Believing in the business' potential, Syali Gestanon teamed up with Rahan Yama Gusta, to start a Bandung, West Java, café franchise in Bogor two years ago.
Syali, who knows the owner of the franchise well, and Rahan established their own café brand with an investment of Rp 50 million (US$5,057). RoomOurs offers a glass of coffee for Rp 7,000-Rp 12,000 and is frequented by university students.
'We had to move the café twice. Now we are renovating our current place and hope to start afresh within two months,' Syali said.
Business consultant Aidil Akbar Madjid said the café business was very profitable, citing prices, Indonesia's history with coffee and lifestyle as three factors that made the business attractive. 'People now tend to spend more time at cafés. It's part of their lifestyle,' he said.
Pranoto Sunarto, Indonesian Coffee Exporters and Industry Association (AEKI) deputy chairman for the specialty coffee industry, said the café business had been blooming over the past three years. 'But there are only four or five coffee companies that own more than five branches,' he said, adding that only about 260 cafés really focused on marketing coffee as their main product.
Annual national coffee consumption now stands at 200,000 tons, including 10,000 to 20,000 tons coming from cafés; it is increasing by around 8 percent every year, according to Pranoto.
Irvan Helmi and Muhammad 'Agam' Abgari, co-founders and co-owners of local brand Anomali Coffee, said their coffee consumption had hit 3 tons a month from around 20 kilograms per month in 2007; when they opened their first store.
Anomali currently operates four stores in Jakarta and two in Bali and reaps about Rp 2 billion annually from its cafés and wholesale coffee bean business.
According to the duo, they established Anomali's own coffee tasters in 2011 to maintain the quality.
The café hype has also proved profitable for Singapore-headquartered Bengawan Solo Coffee, which generates up to Rp 5 billion in revenues, with an annual increase of 20 percent, according to Bengawan Solo general manager Renaldi.
The company runs 46 primary outlets, which are fully owned by the company, and five other franchised outlets.

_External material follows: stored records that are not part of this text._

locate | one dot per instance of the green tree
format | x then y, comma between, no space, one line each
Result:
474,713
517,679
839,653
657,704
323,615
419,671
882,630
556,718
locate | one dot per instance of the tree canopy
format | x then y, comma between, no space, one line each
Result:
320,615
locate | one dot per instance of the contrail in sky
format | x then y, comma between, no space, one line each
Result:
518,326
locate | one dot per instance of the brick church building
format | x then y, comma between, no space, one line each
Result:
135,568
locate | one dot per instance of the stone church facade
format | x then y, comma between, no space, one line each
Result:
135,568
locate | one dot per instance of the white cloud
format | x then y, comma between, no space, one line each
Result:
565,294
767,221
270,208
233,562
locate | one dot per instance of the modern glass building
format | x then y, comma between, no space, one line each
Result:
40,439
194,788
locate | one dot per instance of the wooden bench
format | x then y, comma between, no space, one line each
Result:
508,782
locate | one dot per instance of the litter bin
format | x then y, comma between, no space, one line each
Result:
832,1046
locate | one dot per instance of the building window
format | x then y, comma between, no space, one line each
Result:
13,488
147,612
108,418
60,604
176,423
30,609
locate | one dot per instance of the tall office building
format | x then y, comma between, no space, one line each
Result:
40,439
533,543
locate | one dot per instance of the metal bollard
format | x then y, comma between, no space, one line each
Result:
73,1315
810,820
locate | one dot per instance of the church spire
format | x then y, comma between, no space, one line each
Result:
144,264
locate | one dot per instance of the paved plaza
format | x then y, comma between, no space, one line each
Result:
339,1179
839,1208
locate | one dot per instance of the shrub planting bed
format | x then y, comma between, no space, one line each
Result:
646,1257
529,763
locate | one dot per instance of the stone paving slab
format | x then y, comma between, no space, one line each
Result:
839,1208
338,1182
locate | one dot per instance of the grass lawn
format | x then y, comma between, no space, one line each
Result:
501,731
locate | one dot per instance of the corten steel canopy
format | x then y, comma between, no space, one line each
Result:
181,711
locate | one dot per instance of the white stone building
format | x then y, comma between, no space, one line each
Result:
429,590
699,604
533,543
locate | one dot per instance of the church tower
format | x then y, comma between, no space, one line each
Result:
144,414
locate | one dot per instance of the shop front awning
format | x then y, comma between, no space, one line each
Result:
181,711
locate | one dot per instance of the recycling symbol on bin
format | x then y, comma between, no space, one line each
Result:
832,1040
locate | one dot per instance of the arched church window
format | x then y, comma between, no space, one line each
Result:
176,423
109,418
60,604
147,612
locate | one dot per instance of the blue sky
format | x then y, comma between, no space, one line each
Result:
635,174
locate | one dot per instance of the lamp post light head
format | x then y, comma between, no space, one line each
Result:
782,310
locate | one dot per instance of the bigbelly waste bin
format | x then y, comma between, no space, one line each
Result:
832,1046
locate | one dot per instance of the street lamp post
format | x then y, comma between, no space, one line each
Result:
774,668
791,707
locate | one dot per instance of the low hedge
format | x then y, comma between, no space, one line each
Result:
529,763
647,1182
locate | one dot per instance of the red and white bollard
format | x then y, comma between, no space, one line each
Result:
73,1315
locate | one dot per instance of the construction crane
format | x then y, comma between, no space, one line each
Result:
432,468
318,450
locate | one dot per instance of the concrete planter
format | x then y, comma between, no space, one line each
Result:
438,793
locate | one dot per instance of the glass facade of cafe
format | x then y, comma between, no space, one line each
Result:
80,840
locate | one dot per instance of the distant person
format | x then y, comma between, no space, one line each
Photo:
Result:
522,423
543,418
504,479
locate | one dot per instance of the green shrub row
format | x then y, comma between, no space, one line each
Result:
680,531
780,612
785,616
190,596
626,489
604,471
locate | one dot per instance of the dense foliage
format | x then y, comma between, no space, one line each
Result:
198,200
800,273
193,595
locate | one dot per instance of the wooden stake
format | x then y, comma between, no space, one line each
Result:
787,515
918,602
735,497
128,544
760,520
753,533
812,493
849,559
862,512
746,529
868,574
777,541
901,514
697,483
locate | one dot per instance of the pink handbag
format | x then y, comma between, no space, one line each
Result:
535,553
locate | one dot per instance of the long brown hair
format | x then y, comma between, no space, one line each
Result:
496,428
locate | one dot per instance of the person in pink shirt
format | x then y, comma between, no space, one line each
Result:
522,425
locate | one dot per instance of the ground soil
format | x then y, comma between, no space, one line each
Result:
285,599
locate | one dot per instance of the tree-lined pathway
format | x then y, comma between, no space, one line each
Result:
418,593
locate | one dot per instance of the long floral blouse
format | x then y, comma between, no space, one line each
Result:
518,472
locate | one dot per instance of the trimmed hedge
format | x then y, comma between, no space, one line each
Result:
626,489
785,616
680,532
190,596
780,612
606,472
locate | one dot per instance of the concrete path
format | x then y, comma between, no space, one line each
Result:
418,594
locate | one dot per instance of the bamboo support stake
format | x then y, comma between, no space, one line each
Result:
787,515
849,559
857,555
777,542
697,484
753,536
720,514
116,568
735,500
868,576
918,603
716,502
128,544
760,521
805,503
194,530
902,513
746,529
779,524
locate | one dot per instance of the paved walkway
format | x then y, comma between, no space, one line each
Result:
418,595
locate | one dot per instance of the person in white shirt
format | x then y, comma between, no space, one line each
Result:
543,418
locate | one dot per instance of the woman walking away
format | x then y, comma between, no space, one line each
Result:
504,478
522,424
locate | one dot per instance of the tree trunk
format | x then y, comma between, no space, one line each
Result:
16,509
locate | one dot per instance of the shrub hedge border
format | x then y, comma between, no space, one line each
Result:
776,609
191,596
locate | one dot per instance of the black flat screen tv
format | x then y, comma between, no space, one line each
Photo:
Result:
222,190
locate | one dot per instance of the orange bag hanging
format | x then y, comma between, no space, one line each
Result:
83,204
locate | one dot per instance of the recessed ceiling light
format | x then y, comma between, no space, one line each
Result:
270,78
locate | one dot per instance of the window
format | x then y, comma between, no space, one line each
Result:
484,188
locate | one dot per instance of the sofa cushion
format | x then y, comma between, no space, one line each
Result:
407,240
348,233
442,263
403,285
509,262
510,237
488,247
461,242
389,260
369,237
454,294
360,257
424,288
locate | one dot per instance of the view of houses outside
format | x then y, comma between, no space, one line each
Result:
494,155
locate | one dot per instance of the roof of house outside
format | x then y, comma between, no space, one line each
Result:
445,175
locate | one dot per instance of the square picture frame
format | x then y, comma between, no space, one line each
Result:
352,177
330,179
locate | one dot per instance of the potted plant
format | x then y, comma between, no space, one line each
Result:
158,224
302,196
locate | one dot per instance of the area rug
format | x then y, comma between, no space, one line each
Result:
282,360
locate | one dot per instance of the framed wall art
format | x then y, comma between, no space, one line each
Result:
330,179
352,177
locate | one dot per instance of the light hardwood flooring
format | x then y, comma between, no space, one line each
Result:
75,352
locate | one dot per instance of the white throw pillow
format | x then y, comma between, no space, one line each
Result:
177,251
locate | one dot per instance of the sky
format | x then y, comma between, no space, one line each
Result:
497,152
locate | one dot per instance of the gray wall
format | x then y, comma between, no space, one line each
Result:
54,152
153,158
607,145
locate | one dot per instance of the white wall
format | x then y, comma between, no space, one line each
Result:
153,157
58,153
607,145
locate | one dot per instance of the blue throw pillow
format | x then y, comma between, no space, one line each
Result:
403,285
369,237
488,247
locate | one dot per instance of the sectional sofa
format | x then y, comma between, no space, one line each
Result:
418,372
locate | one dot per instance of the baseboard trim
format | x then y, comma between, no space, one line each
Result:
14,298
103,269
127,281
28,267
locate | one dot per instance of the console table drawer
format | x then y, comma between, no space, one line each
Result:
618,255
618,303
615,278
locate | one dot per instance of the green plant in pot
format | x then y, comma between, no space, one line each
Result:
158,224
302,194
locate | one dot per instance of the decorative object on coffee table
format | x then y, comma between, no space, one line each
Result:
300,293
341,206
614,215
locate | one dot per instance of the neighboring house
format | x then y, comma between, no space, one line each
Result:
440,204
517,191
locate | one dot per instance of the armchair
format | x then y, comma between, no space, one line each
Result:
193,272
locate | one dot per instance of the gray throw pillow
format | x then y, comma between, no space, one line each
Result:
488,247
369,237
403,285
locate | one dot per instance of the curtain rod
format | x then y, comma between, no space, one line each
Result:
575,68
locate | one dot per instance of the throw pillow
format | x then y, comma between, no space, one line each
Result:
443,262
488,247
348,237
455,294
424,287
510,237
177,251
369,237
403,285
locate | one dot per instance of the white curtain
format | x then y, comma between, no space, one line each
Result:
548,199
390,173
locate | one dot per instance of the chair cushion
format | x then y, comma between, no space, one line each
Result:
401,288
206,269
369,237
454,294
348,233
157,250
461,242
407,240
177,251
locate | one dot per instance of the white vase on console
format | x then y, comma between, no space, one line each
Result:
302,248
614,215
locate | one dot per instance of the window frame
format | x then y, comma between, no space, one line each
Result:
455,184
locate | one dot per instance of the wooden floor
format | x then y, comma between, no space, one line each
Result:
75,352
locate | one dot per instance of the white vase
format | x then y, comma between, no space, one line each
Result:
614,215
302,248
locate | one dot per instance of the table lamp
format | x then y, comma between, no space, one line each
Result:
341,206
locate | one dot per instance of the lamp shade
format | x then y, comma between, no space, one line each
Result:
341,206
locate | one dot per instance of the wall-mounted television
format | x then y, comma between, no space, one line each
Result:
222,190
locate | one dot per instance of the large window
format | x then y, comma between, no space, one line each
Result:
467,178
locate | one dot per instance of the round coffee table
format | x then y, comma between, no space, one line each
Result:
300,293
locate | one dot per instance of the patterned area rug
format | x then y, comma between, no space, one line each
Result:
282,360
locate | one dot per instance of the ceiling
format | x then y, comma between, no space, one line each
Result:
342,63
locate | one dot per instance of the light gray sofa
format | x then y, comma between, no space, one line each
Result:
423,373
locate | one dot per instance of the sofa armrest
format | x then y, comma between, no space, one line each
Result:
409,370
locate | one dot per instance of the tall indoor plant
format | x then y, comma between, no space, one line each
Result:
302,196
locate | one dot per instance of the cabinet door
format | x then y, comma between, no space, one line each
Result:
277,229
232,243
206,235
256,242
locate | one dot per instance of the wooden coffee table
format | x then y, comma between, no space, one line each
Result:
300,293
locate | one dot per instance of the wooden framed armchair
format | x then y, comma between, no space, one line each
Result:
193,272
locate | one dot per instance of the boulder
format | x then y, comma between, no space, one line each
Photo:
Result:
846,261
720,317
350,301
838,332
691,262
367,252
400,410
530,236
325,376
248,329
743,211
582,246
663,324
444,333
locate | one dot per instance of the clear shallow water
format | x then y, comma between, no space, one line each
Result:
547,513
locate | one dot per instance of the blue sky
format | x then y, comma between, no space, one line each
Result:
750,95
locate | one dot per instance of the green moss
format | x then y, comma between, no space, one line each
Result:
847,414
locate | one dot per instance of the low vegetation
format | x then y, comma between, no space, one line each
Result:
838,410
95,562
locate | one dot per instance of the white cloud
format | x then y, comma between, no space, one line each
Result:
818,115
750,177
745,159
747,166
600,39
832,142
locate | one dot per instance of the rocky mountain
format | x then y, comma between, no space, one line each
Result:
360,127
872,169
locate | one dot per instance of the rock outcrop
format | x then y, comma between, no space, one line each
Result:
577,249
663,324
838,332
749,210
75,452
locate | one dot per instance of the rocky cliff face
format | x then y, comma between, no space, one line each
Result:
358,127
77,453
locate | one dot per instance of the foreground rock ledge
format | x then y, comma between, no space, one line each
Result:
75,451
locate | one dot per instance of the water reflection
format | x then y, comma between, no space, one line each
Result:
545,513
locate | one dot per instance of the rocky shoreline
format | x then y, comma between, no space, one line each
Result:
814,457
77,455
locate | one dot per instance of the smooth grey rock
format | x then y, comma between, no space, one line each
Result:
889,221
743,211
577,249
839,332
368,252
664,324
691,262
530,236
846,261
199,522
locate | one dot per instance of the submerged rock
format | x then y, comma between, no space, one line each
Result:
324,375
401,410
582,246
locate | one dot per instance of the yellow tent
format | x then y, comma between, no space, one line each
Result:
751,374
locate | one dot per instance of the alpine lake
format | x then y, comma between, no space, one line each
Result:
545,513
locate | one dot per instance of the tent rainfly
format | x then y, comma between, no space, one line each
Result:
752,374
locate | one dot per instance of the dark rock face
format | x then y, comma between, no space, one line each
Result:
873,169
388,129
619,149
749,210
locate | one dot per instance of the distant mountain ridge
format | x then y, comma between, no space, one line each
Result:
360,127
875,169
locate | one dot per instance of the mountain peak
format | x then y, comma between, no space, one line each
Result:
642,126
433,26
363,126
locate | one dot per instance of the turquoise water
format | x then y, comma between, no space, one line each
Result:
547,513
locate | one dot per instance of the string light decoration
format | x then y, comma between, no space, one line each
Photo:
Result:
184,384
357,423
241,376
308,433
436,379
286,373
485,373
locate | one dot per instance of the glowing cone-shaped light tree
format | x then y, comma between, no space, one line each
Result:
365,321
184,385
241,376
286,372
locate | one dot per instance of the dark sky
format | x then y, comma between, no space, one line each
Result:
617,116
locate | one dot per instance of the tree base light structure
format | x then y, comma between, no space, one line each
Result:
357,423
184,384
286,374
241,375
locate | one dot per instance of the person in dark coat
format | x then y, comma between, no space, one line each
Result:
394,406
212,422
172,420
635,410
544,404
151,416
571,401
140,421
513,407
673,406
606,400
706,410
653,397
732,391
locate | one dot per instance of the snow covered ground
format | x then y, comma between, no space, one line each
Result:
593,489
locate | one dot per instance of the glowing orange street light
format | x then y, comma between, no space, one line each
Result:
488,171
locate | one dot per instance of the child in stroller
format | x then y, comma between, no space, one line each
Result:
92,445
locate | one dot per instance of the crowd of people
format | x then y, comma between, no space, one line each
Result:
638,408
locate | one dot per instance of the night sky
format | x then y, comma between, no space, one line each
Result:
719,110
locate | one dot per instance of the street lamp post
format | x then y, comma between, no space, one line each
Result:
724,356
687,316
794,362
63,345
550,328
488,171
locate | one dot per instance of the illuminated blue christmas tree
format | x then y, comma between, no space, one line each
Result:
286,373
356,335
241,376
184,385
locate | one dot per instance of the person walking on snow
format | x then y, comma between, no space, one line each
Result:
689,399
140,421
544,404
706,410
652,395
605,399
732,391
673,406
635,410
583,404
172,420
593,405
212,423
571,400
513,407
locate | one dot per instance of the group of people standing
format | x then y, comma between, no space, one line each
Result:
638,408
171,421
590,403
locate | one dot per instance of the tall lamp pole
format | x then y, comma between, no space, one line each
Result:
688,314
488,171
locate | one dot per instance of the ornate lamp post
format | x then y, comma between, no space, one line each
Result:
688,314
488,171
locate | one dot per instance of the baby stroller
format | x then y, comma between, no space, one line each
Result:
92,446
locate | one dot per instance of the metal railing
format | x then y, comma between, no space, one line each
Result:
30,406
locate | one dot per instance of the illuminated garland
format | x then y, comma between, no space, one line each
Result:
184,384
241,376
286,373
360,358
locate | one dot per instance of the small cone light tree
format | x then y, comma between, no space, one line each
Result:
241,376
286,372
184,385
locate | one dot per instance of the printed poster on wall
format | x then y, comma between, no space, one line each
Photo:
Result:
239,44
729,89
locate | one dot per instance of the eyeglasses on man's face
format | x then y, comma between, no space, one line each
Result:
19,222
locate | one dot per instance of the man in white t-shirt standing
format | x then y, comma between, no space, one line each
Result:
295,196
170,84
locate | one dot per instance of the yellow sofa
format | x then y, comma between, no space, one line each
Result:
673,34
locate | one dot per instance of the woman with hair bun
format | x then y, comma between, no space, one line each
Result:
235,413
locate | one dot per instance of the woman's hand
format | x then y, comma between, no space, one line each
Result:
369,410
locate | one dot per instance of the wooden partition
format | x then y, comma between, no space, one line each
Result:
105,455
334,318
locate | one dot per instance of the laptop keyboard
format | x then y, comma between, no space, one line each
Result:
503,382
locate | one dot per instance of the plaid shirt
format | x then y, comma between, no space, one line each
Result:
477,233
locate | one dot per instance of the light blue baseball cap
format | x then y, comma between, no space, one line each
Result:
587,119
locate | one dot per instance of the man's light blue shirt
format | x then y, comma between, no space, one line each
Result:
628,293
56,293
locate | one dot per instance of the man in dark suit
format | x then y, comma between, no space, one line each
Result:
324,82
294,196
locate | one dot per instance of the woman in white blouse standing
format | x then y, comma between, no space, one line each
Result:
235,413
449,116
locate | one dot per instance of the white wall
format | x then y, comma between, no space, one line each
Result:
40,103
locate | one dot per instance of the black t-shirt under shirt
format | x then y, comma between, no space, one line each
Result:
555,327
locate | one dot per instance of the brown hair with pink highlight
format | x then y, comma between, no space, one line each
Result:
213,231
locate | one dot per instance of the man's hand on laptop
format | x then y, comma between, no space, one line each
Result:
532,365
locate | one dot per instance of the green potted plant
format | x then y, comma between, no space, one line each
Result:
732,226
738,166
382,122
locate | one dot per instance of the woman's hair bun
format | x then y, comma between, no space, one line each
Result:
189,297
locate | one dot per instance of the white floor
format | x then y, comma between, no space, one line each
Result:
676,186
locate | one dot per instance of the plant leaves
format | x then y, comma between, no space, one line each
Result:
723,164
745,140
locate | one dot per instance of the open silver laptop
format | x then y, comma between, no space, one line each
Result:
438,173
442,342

The 51 outlets are located in Bandung; Jakarta; Surabaya in East Java; and Yogyakarta. It plans on opening 10 new outlets by year-end.
Renaldi said the amount of investment per outlet depended on the establishment's concept, whether it be a full-scale in-line store, an island with only a few tables and a display shelf or a push cart.
'More than 60 percent of our stores are in-line stores. The initial investment ranges from hundreds of millions of rupiah to Rp 1 billion,' he said.
Meanwhile, major player US-based Starbucks Coffee Indonesia intends to run 250 stores across the country by 2015 to grab a wider market, adding to the 89 existing ones.
'[Headquarters] feels we are doing a good job and they want us to accelerate expansion more,' Starbucks Coffee Indonesia managing director Anthony Cottan said.
He acknowledged the company had benefited from the hustle and bustle of Indonesia's big cities, operating 10 drive-thru outlets, the most in any Asian country.
In January, it opened its first train station store in Gambir, Central Jakarta, and plans to open another at Sudirman train station when the rail link to Soekarno-Hatta International Airport, west of Jakarta, is established.